Despite a case file that has grown to over 60 volumes over that period, no definitive conclusions have been reached regarding Cooper’s true identity or whereabouts. Numerous theories of widely varying plausibility have been proposed over the years by investigators, reporters, and amateur enthusiasts.

In 1980, a young boy on vacation with his family in Oregon found several packets of the ransom money (identifiable by serial number), leading to an intense search of the area for Cooper or his remains. But no other trace of him was ever found. Later in 2017, a parachute strap was found at one of Cooper’s possible landing sites.

Who Was DB Cooper?

Evidence suggested that Cooper was knowledgeable about flying techniques, aircraft, and the terrain. He demanded four parachutes to force the assumption that he might compel one or more hostages to jump with him, thus ensuring he would not be deliberately supplied with sabotaged equipment.

He chose a 727-100 aircraft because it was ideal for a bail-out escape, due to not only its aft airstair but also the high, aftward placement of all three engines, which allowed a reasonably safe jump despite the proximity of the engine exhaust. It had “single-point fueling” capability, a then-recent innovation that allowed all tanks to be refuelled rapidly through a single fuel port.

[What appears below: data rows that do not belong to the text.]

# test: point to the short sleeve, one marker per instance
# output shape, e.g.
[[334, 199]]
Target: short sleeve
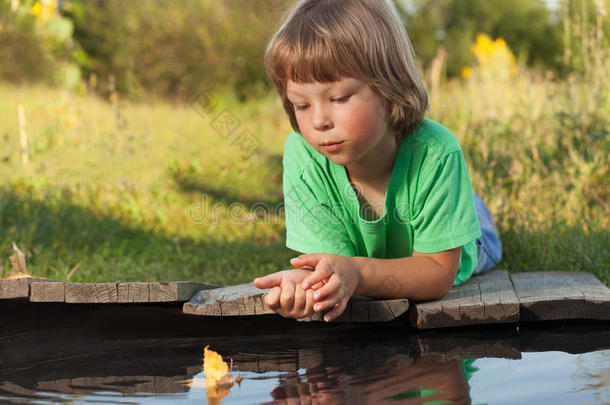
[[311, 224], [445, 216]]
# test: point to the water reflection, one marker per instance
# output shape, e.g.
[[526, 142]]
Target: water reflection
[[131, 354], [426, 379]]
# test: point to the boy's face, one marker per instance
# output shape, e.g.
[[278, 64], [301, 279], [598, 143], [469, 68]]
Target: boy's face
[[347, 114]]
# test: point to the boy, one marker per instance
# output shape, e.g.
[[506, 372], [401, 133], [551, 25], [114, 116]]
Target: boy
[[377, 196]]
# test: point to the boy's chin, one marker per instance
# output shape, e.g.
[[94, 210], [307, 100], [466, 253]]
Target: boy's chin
[[339, 159]]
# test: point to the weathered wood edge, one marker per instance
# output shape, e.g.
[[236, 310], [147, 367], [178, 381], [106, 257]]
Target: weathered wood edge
[[12, 288], [113, 292], [246, 299], [559, 295], [483, 299]]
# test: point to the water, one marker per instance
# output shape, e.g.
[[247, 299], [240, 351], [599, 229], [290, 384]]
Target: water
[[140, 354]]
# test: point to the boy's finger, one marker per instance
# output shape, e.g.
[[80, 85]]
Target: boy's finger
[[329, 289], [336, 311], [319, 274], [287, 296], [268, 281], [309, 302], [272, 299], [328, 303], [311, 260], [300, 300]]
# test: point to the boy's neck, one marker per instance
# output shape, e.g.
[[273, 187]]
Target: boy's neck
[[375, 168]]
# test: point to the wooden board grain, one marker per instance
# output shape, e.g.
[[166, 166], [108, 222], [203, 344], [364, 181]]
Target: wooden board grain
[[483, 299], [112, 293], [554, 295], [246, 299], [11, 288]]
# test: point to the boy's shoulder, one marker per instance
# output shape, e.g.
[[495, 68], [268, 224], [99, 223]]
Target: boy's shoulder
[[299, 155], [433, 138]]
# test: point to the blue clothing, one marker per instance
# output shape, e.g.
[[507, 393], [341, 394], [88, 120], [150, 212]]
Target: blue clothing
[[489, 247]]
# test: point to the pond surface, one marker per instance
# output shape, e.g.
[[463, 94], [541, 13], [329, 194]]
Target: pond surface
[[70, 353]]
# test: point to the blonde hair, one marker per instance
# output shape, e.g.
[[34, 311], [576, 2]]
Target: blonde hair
[[326, 40]]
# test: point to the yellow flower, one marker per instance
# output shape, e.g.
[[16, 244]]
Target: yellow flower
[[36, 9], [493, 56], [466, 72]]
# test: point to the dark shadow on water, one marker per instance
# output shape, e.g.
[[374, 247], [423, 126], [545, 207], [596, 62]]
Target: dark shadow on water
[[137, 349]]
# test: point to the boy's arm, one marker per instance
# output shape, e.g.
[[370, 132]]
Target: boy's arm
[[423, 276]]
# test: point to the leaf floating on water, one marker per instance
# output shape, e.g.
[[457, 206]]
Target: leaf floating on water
[[218, 380], [213, 366]]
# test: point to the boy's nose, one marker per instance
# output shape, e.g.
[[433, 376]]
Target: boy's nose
[[321, 120]]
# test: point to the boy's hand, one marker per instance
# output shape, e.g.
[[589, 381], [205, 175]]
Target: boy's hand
[[341, 279], [286, 296]]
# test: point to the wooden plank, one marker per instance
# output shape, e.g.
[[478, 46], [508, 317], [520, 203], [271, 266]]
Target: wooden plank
[[246, 299], [484, 299], [11, 288], [108, 293], [48, 291], [173, 291], [554, 295], [133, 292], [241, 299], [86, 293]]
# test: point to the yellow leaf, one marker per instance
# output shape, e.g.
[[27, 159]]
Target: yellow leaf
[[213, 366]]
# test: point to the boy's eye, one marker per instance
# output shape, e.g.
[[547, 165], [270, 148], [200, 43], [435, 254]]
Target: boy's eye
[[342, 99]]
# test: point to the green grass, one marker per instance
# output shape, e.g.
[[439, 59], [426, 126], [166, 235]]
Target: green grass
[[109, 188]]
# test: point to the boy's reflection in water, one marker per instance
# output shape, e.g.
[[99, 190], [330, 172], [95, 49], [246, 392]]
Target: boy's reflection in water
[[429, 380]]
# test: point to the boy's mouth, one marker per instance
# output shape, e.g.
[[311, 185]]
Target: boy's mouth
[[328, 143], [332, 146]]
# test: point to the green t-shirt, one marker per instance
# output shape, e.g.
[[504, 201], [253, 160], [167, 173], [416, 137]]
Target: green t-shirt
[[429, 205]]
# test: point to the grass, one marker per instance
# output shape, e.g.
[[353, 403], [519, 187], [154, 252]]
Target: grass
[[120, 190]]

It also had the ability (unusual for a commercial jet airliner) to remain in slow, low-altitude flight without stalling, and Cooper knew how to control its airspeed and altitude without entering the cockpit, where he could have been overpowered by the three pilots. In addition, Cooper was familiar with important details, such as the appropriate flap setting of 15 degrees (which was unique to that aircraft), and the typical refuelling time.

He knew that the aft airstair could be lowered during flight ― a fact never disclosed to civilian flight crews, since there was no situation on a passenger flight that would make it necessary ― and that its operation, by a single switch in the rear of the cabin, could not be overridden from the cockpit. Some of this knowledge was virtually unique to CIA paramilitary units.

Conclusion

Between 1971 and 2016, the FBI processed over a thousand “serious suspects”, which included assorted publicity seekers and deathbed confessors, but nothing more than circumstantial evidence could be found to implicate any of them. Despite there being hundreds of leads since 1971, Cooper’s identity remains a mystery and the world’s only unsolved skyjacking case.